En medio de estas estructuras, a veces rigurosas, a veces inestables, irrumpe la presencia inquietante de la figura. Cuerpos deformados, rostros desplazados, personajes que parecen surgir de la materia misma del cuadro. Hay en estos cuerpos una carga expresiva perturbadora. No son retratos en el sentido convencional, ni escenas narrativas de evocación anecdótica, sino más bien apariciones, fragmentos de humanidad que emergen en medio de la geometría.

La deformación no es un accidente, sino una estrategia. El cuerpo se estira, se contrae, se descompone. Pierde su estabilidad para ganar intensidad. La figura se traslada de la representación a la significación. Son signos que condensan emociones, tensiones, contradicciones.

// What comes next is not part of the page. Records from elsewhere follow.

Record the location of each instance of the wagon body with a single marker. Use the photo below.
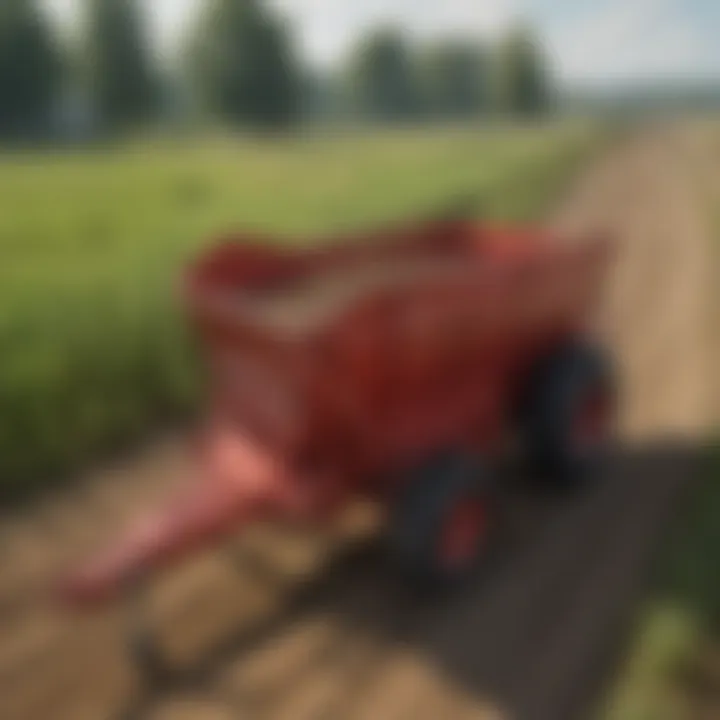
(331, 369)
(356, 358)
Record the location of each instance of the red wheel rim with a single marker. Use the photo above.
(463, 531)
(591, 423)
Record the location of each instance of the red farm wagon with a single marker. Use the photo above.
(395, 365)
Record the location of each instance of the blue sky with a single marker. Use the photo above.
(588, 40)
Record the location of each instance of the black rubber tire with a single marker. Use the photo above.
(556, 391)
(421, 510)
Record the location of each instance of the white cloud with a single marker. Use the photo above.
(608, 40)
(633, 39)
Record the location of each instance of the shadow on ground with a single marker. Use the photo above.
(535, 632)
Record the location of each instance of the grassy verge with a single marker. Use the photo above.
(92, 347)
(675, 653)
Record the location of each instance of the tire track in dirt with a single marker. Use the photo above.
(331, 638)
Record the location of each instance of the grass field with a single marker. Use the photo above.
(92, 347)
(674, 667)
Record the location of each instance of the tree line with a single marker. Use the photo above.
(239, 65)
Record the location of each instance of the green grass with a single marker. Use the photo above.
(681, 619)
(92, 349)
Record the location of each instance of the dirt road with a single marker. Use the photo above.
(309, 633)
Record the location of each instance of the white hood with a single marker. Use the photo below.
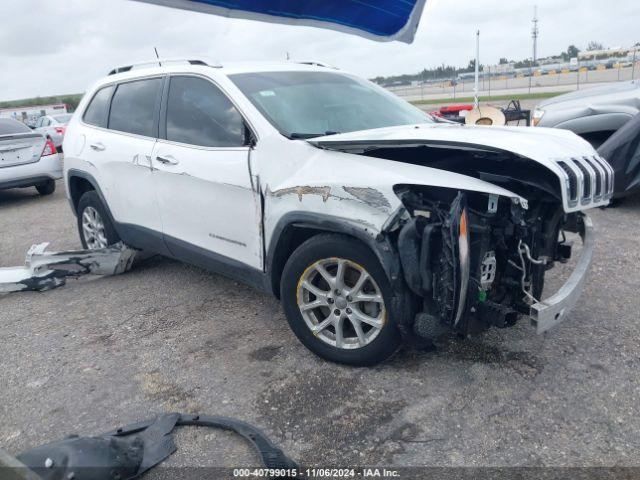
(543, 145)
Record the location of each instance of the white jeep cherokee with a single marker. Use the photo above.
(371, 221)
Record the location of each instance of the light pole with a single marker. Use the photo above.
(477, 85)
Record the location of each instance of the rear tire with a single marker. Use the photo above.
(46, 188)
(367, 334)
(94, 224)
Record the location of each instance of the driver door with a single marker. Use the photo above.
(208, 208)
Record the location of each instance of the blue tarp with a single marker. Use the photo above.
(382, 20)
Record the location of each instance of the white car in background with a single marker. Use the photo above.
(27, 158)
(53, 127)
(370, 220)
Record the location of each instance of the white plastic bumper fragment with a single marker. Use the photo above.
(46, 270)
(550, 312)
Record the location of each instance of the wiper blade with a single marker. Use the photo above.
(304, 136)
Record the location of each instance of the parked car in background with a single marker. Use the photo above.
(372, 221)
(622, 151)
(593, 113)
(27, 158)
(53, 127)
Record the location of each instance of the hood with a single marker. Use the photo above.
(593, 95)
(543, 145)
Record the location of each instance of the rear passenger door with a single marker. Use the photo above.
(122, 154)
(208, 207)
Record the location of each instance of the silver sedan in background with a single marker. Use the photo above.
(53, 127)
(594, 113)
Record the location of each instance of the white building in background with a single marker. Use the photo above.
(31, 113)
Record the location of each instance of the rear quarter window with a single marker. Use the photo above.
(98, 109)
(135, 107)
(12, 127)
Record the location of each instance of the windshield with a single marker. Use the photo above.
(311, 104)
(63, 118)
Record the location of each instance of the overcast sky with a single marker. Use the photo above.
(57, 47)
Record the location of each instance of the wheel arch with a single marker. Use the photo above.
(80, 182)
(296, 227)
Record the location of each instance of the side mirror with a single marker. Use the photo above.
(249, 139)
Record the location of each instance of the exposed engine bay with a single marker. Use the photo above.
(477, 260)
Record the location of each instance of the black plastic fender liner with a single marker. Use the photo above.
(409, 250)
(129, 451)
(272, 456)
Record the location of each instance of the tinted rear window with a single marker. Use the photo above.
(11, 127)
(135, 107)
(96, 112)
(198, 113)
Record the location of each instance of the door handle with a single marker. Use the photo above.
(168, 160)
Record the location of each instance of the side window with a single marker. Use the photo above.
(96, 112)
(135, 106)
(198, 113)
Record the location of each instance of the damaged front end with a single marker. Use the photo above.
(478, 260)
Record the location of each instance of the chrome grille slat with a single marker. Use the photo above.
(579, 177)
(571, 182)
(587, 181)
(608, 167)
(601, 177)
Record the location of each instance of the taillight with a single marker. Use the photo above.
(49, 148)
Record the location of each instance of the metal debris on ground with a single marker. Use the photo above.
(46, 270)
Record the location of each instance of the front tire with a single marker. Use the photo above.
(335, 295)
(46, 188)
(94, 224)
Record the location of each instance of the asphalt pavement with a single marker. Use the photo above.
(103, 352)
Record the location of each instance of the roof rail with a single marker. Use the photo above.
(160, 62)
(317, 64)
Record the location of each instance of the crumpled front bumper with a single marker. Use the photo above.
(548, 313)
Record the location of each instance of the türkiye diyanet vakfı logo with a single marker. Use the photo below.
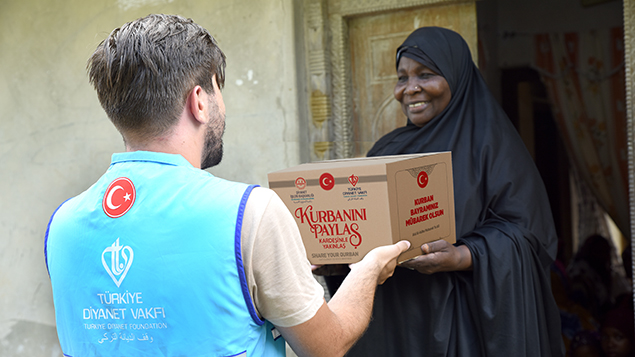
(117, 260)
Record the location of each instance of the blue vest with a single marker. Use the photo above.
(147, 262)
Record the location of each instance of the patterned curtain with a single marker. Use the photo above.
(585, 80)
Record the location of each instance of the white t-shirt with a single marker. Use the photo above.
(278, 272)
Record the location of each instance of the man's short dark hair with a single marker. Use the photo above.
(145, 69)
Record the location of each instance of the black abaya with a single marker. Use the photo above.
(504, 306)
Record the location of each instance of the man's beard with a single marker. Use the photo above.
(213, 148)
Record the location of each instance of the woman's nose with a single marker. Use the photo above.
(412, 89)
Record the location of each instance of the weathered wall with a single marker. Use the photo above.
(55, 139)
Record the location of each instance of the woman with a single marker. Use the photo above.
(488, 295)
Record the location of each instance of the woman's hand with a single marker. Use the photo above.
(439, 256)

Esta coexistencia entre lo geométrico y lo figurativo constituye el núcleo mismo de la obra. La figura no interrumpe la estructura; la desborda. La geometría no ordena la figura; la contiene apenas. Entre ambas se establece un diálogo tenso, productivo, donde ninguna de las dos instancias logra imponerse del todo. 

La luz y la sombra

Si en la obra de Javier Arévalo la fragmentación organiza el lenguaje pictórico, y la geometría construye y resignifica al espacio, el otro elemento a considerar es el de la luz. Una luz que no ilumina de manera homogénea: se filtra, se interrumpe, se concentra en zonas específicas de la superficie. Al incidir sobre las formas, la luz a un tiempo revela y fragmenta al espacio. Entre la luz y la sombra se establece el otro diálogo constante que veremos en sus creaciones. La pintura se convierte así en un espacio donde lo visible y lo invisible se entrelazan.

Señas de identidad

Hay una dimensión profundamente ligada a la experiencia mexicana en su obra, pero se trata de una lectura más bien disidente de esa mexicanidad, a medio camino entre la exaltación y el cuestionamiento identitario. Evita cualquier tentación folclórica, de la misma manera que renunció siempre a la reducción que suponía vincularlo a la Generación de la Ruptura.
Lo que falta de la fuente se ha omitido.